Cervical cancer is the third most common type of cancer in women worldwide. According to the CDC, in 2007, 12,280 women in the United States were diagnosed with cervical cancer. Out of those thousands diagnosed, 4,021 women in the United States died from the disease.
The sad part of is that cervical cancer is actually preventable. Almost all cervical cancers are caused by the Human Papilloma Virus, or HPV. HPV is a common virus that spreads through sexual intercourse. And although many strains of HPV cause no problems, certain strains can actually lead to cervical cancer.
So how can you prevent contracting HPV and cervical cancer?
Following these tips can help you reduce your risks of contracting the disease.

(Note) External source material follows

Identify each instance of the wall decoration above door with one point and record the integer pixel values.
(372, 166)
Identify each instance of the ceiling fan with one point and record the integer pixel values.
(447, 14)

Getting vaccinated, just like you would for any other virus, reduces your risk for contracting HPV. HPV vaccines are available for both males and females to protect against the types of HPV that most commonly cause health problems.
Two vaccines specifically, Cervarix and Gardasil, are available to protect females against the types of HPV that cause most cervical cancers. If you are between the ages of 9 and 26 and you haven’t received your three doses of the vaccine, I suggest that you do that right away.
At least 50% of sexually active people will have genital HPV at some time in their lives and getting vaccinated can limit your chances in particular of contracting the virus.
Try and schedule regular visits to see your gynecologist.
Even after getting vaccinated for HPV, women are encouraged to have regular Pap tests (or Pap smears), to look for pre-cancers, and cell changes on the cervix that might become cervical cancer if they are not treated appropriately.
It’s recommended that you start getting regular Pap tests at age 21, or within three years of the first time you have sex (pretty much whichever happens first). The Pap test is one of the most reliable and effective cancer screening tests available.
Other ways to lower your risk of contracting cervical cancer is to use condoms during sex, limit your number of sexual partners and to not smoke.
Cervical cancer used to be the leading cause of cancer death for women in the United States. But in the past 40 years, the number of cases and deaths of cervical cancer have decreased significantly.
Remember not to brush off anything that doesn’t feel right about your body. Seeing your doctor when you do notice changes with your body can also prevent the spread of HPV and cervical cancer.